Célio Dias cresceu num bairro social no Monte da Caparica. O judoca foi adotado e teve o primeiro contacto com o judo aos 13 anos, graças a uma conhecida. A paixão pela modalidade foi imediata. "Sempre me defini como alguém que não pertence a lado nenhum. O judo foi uma tentativa de completar uma falta de afeto. Como o meu início de vida começa com uma desvinculação, tal fez com que, em termos emocionais, nunca tivesse uma real noção do que é estar com outra pessoa, quer em amizade ou família, em plena plenitude de sentimento", explicou ao nosso jornal. Obcecado pela competição, Célio vingou no judo e chegou a representar Portugal nos Jogos Olímpicos do Rio de Janeiro, em 2016. "Demorei a perceber a importância deste marco". As expectativas do atleta eram altas e não passava outra coisa pela cabeça do judoca outra coisa que não conquistar uma medalha. Mas, depois de ser eliminado no primeiro combate, tudo se desmoronou.
"Quando perdi logo o primeiro combate, lembro-me que a primeira coisa que pensei foi "não vais chorar". Bloqueei as emoções e desencadeei um processo de alienação relativamente à realidade que me fez ter um surto psicótico. Deixei de partilhar as crenças sociais e passei a ter acesso a uma realidade que não existe. Quem está em surto psicótico percebe que algo pode estar errado, mas o cérebro está tão cheio de estímulos que não consegue perceber que algo não está bem. Foram muito importantes, na altura, os meus amigos, o meu treinador e a minha família. Perceberem que não estava bem e encaminharem-me para o hospital. Mais tarde, foi-me diagnosticado esquizofrenia paranoide". Seguiram-se meses muito complicados. Onze meses de depressão -"não saía da cama, não queria tomar banho" -, dois pensamentos suicidas, além as vozes que ouve na cabeça por causa da esquizofrenia paranoide. Vozes que lhe dizem, por exemplo, para matar, valores muito diferentes com os quais cresceu. E que só não as ouve quando está a competir ou a dormir.

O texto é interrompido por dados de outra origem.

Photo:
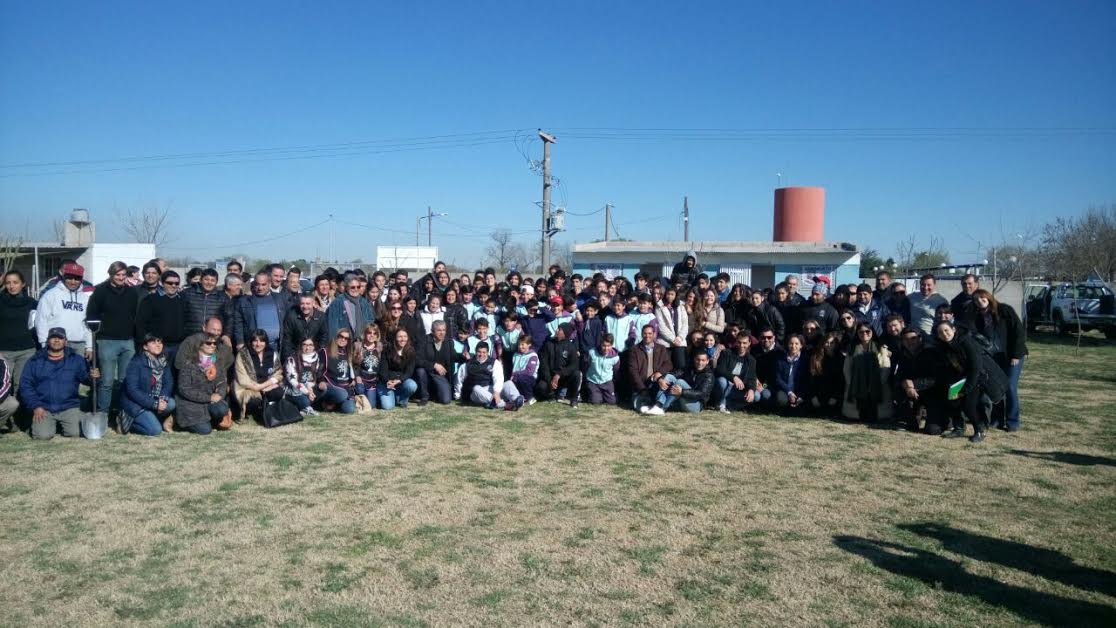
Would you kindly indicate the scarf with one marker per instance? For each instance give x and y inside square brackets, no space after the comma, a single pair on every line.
[354,312]
[157,366]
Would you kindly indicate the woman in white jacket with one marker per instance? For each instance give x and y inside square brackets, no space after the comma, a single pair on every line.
[673,326]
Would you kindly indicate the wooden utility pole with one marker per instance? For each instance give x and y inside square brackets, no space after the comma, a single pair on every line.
[685,219]
[547,141]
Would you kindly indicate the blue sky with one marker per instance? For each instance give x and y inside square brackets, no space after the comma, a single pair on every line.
[105,80]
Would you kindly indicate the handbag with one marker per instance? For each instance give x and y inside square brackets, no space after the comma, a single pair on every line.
[282,412]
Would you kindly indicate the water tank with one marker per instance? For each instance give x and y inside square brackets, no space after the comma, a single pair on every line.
[799,214]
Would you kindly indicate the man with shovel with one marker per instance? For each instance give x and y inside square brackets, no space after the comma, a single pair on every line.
[49,386]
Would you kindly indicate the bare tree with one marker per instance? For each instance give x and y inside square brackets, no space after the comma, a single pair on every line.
[499,251]
[1075,247]
[150,225]
[9,251]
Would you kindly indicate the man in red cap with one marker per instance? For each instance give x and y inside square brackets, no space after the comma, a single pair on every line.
[64,306]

"Procurei ajuda e comecei a sentir-me muito melhor. Voltei à competição devagarinho e pretendo estar nos Jogos Olímpicos de Paris, em 2024. Mas sem nunca abdicar da minha saúde mental", explicou-nos. Amante de artes - "elas sei que nunca me abandonam" - Célio Dias está a tirar o curso de psicologia, escreveu um livro de poesia e tem um projeto que visa ajudar pessoas com problemas no que diz respeito à saúde mental. "Apesar de tudo, a fase em que tive os problemas foi a mais bonita da minha vida. Percebi que o sofrimento é uma escolha e tornou-me numa pessoa muito mais corajosa.
"Sou portador de HIV"
Agora, o judoca português decidiu partilhar um diagnóstico que ninguém quer receber. Mais uma vez, lá está, para combater estigmas. "Sou portador de HIV. Recebi o diagnóstico em 2018", revelou ao JN. O choque foi imediato, numa altura em que ainda lidava com a esquizofrenia paranoide. "Senti medo, senti vergonha, porque esta é uma doença ainda muito estigmatizada e a vítima é sempre a culpada. Quando soube do diagnóstico, foi um desafio porque mentalmente não estava bem. Passaram-me pensamentos suicidas pela cabeça. Agora, que me sinto mais tranquilo e numa altura que estou prestes a competir em Madrid, primeira prova para conseguir a qualificação para os Jogos Olímpicos, decidi falar. Quero falar durante a minha carreira e não depois, que o impacto não é o mesmo. Porque quando se faz isso, é porque alguém privilegiou o atleta em prol da pessoa. Farei sempre os possíveis para contribuir para uma sociedade melhor", garante.
Agora que voltou a abrir o livro, Célio Dias não esconde o medo. "Tenho medo das reações, claro. Sou humano. Mas a minha missão é maior do que tudo isso". E é mais um grande triunfo.